# What are the electron configurations of lithium, oxygen, nitrogen, and potassium?

Jan 22, 2018

Lithium: $1 {s}^{2} 2 {s}^{1}$
Oxygen: $1 {s}^{2} 2 {s}^{2} 2 {p}^{4}$
Nitrogen: $1 {s}^{2} 2 {s}^{2} 2 {p}^{3}$
Potassium: $1 {s}^{2} 2 {s}^{2} 2 {p}^{6} 3 {s}^{2} 3 {p}^{6} 4 {s}^{1}$

#### Explanation:

Lithium: From its position, we know that it has $1$ valence electron in the $2 s$ orbital series (because it's in the second period): $2 {s}^{1}$.

We also know that its $1 s$ orbital is full, because to get to lithium in the periodic table, we have to pass $1 s$. There are $2$ electrons in an $s$ orbital; this means that it has $2$ electrons in its $1 s$ orbital: $1 {s}^{2}$.

Putting it all together, we get $1 {s}^{2} 2 {s}^{1}$.

Oxygen: From its position in the periodic table, we know that it has $4$ valence electrons in the $2 p$ orbital series (because it's in the second period): $2 {p}^{4}$.
We also know that:

• Its $1 s$ orbital is full. There are $2$ electrons in an $s$ orbital; this means that it has $2$ electrons in its $1 s$ orbital: $1 {s}^{2}$.
• Its $2 s$ orbital is full. There are $2$ electrons in an $s$ orbital; this means that it has $2$ electrons in its $2 s$ orbital: $2 {s}^{2}$.

Putting it all together, we get $1 {s}^{2} 2 {s}^{2} 2 {p}^{4}$.
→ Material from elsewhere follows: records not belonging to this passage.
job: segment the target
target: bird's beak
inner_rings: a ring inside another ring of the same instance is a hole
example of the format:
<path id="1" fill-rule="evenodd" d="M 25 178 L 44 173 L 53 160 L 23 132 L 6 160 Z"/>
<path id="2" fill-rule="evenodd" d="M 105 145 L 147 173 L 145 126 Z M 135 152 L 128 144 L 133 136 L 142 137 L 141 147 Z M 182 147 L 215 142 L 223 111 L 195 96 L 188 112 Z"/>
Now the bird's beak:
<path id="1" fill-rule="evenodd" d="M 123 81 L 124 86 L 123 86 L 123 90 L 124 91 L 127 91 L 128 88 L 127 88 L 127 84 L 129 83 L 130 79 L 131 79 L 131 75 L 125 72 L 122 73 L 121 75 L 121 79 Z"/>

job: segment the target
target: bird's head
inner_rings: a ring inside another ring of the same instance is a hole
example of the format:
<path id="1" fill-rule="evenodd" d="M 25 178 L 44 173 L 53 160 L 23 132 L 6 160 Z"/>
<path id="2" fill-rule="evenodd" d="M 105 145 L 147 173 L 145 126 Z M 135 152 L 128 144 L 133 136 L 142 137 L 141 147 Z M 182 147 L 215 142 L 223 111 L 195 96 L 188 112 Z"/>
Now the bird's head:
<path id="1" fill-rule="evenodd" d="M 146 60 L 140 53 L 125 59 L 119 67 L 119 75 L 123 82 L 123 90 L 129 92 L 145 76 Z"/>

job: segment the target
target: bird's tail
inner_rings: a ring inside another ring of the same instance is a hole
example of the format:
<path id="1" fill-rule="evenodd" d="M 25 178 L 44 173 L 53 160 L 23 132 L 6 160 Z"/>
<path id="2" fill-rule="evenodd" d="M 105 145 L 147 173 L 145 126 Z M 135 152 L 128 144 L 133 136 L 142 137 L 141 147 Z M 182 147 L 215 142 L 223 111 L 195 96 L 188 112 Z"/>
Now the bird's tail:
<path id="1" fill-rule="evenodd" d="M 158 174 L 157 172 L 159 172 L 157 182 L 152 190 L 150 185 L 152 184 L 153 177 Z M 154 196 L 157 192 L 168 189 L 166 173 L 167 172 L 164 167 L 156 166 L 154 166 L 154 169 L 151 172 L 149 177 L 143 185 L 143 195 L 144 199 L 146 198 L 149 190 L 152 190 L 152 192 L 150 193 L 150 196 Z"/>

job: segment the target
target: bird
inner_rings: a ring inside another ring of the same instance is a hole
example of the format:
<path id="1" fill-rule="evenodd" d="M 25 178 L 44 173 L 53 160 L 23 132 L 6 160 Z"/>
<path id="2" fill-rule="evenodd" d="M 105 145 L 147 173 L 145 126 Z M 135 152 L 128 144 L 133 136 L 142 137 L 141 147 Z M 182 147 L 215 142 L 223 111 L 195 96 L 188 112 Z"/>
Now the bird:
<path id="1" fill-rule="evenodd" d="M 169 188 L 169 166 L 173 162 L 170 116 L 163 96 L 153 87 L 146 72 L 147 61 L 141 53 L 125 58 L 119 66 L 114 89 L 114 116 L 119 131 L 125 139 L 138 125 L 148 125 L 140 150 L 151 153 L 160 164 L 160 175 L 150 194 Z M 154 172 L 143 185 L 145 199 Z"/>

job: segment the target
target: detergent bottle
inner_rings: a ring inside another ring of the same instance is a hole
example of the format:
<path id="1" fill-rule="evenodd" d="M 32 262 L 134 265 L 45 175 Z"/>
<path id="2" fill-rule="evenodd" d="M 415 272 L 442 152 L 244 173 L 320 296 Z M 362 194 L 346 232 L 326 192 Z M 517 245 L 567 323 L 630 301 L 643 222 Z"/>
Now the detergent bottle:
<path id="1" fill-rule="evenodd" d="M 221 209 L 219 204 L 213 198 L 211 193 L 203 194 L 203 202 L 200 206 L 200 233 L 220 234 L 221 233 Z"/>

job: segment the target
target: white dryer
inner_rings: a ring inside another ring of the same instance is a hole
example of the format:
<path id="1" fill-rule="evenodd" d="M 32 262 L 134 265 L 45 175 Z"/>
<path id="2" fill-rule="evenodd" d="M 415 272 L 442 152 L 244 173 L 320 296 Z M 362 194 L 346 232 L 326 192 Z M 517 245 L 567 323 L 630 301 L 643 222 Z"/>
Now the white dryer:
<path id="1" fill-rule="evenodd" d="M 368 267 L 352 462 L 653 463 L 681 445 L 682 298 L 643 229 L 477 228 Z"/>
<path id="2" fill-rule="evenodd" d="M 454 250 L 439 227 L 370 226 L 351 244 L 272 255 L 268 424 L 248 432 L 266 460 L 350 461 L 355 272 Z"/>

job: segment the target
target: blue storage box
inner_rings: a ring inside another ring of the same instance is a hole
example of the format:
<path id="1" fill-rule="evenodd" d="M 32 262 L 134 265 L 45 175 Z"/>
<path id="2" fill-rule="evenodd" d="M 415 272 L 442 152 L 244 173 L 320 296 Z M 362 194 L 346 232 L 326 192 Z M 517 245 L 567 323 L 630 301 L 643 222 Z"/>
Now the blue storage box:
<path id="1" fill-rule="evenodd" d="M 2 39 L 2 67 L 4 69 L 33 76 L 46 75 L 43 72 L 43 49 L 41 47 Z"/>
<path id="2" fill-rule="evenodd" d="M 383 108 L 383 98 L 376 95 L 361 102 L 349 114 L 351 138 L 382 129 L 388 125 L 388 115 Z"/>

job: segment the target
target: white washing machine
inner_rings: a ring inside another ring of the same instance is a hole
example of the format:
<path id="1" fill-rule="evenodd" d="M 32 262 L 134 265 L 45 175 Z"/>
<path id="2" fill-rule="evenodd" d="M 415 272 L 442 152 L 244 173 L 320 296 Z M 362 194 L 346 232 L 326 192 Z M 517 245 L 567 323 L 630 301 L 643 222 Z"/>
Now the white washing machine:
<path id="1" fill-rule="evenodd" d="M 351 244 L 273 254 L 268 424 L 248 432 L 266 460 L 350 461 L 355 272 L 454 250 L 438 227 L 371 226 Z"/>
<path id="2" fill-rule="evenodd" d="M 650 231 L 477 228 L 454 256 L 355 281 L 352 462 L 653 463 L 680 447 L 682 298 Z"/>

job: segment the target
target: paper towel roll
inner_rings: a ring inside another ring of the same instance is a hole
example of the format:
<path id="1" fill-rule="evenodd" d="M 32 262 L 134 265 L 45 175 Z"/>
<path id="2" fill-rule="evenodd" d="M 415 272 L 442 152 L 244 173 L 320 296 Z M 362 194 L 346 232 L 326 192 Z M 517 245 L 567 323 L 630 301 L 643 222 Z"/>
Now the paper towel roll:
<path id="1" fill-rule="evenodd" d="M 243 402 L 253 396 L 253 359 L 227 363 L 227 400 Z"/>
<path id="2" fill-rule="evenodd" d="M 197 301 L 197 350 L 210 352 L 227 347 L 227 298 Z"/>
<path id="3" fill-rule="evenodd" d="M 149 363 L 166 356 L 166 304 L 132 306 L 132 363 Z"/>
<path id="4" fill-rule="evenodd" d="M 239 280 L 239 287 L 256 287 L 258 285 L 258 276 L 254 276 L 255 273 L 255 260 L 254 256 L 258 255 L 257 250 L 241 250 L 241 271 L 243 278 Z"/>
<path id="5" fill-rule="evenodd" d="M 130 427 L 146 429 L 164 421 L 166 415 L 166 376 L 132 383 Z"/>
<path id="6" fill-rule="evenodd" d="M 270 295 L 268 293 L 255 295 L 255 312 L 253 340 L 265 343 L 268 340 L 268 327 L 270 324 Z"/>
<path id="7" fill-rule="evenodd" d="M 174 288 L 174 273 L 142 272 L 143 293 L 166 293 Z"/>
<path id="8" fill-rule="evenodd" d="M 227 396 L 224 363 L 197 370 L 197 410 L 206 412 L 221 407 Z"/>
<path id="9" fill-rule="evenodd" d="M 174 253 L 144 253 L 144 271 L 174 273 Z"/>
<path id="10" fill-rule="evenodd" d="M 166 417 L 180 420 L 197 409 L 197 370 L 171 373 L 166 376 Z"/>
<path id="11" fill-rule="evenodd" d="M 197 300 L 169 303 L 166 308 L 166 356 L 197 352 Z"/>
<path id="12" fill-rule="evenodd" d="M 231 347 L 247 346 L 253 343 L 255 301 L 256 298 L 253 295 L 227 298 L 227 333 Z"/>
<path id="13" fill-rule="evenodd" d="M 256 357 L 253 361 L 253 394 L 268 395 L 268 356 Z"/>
Nitrogen: Nitrogen is directly to the left of oxygen in the periodic table. This tells us that it has one less electron than oxygen—therefore, its electron configuration is the exact same as oxygen's, except with one less electron in the valence energy level.

Oxygen's electron configuration is $1 {s}^{2} 2 {s}^{2} 2 {p}^{4}$.
After taking one electron from that, it becomes $1 {s}^{2} 2 {s}^{2} 2 {p}^{3}$—nitrogen.

Potassium: From its position in the periodic table, we know that it has $1$ valence electron in the $4 s$ orbital series (because it's in the $s$ block of the fourth period): $4 {s}^{1}$.
We also know that:

• Its $1 s$ orbital is full. There are $2$ electrons in an $s$ orbital; this means that it has $2$ electrons in its $1 s$ orbital: $1 {s}^{2}$.

• Its $2 s$ orbital is full. There are $2$ electrons in an $s$ orbital; this means that it has $2$ electrons in its $2 s$ orbital: $2 {s}^{2}$.

• Its $2 p$ orbital is full. There are $6$ electrons in an $s$ orbital; this means that it has $6$ electrons in its $2 p$ orbital: $2 {p}^{6}$.

• Its $3 s$ orbital is full. There are $2$ electrons in an $s$ orbital; this means that it has $2$ electrons in its $3 s$ orbital: $3 {s}^{2}$.

• Its $3 p$ orbital is full. There are $6$ electrons in an $s$ orbital; this means that it has $6$ electrons in its $3 p$ orbital: $3 {p}^{6}$.

Putting it all together, we get $1 {s}^{2} 2 {s}^{2} 2 {p}^{6} 3 {s}^{2} 3 {p}^{6} 4 {s}^{1}$.